Sunday, November 06, 2011

Unemployment Drops Below 9%

That was the headlines, that we only created a net gain of 80,000 new jobs. But that is only half of the story, the private sector had a gain of 104,000 jobs and that was offset by a loss of 24,000 of public sector jobs due to budget cuts. As the Republicans swing there budget cutting axe and refuse to raise taxes on the millionaires and billionaires the numbers will continue to climb. Some see this as good, but the brunt of the slashes is where it hurts women and child and the disabled. The “Safety Net” is being torn to shreds, just when we need it the most. Millions of unemployed workers who worked their whole life are going on food stamps because their unemployment insurance is running out.

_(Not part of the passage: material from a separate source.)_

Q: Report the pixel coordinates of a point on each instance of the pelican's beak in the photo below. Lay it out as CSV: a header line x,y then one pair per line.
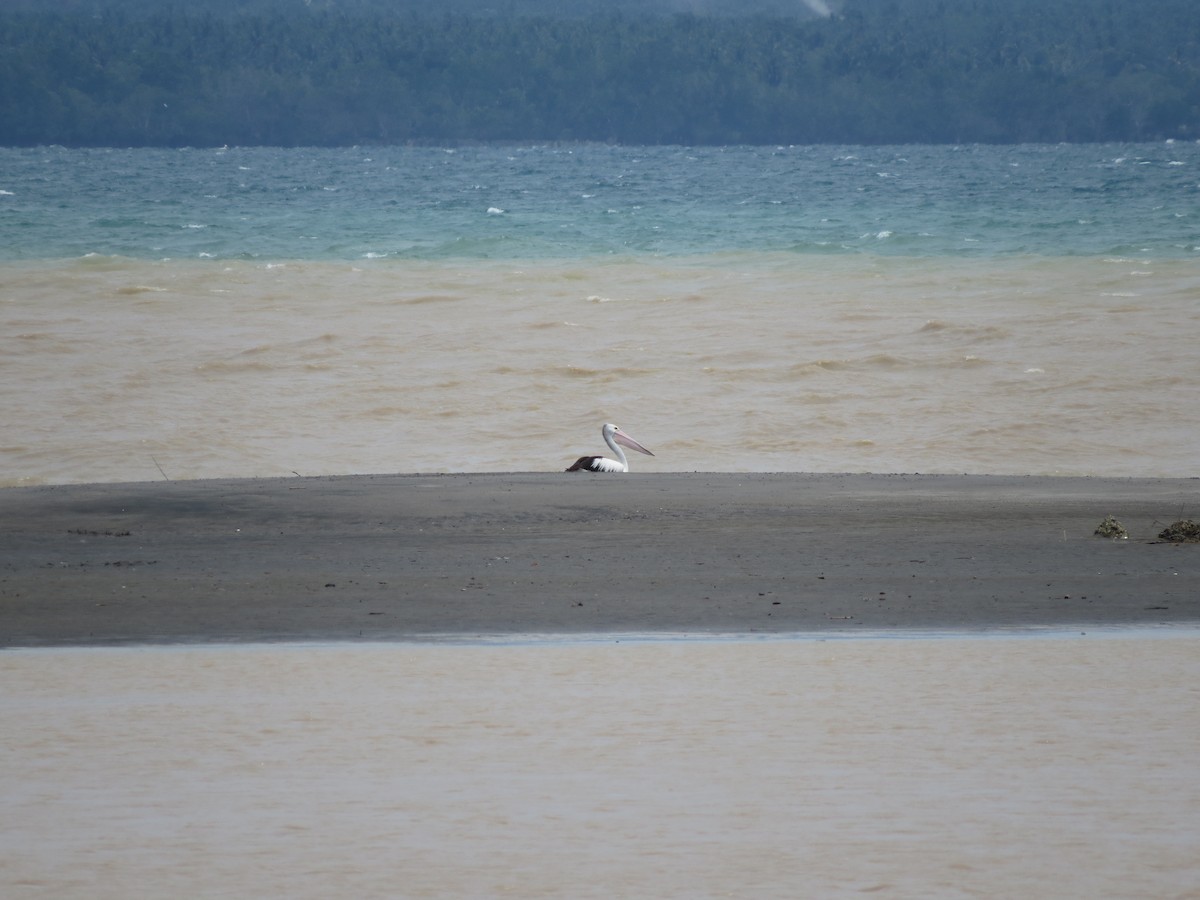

An article in the Nation called “War Against Government Workers Is Prolonging the Recession” by Ari Berman highlighted the effects of the budget cuts,
This is by now a depressingly familiar story. In the past year, 1.6 million private sector jobs have been created. But since the recession began in December 2007, more than 500,000 public sector jobs have been lost. Half of those jobs have disappeared since January 2011, after Republicans (who ran on improving the economy in 2010) took control of the House of Representatives. States have cut 49,000 jobs and localities have cut 210,000 jobs since the beginning of the year. Contrary to what Republicans might tell you, these are “real” jobs lost by real people, who pay taxes, spend money, provide for their families and perform vital public services. When they suffer, the economy suffers too.
That is a total of 259,000 jobs and that doesn’t even count the loss of jobs in the private sector because of the budget cuts. We cannot balance the budget without tax increases for the mega rich.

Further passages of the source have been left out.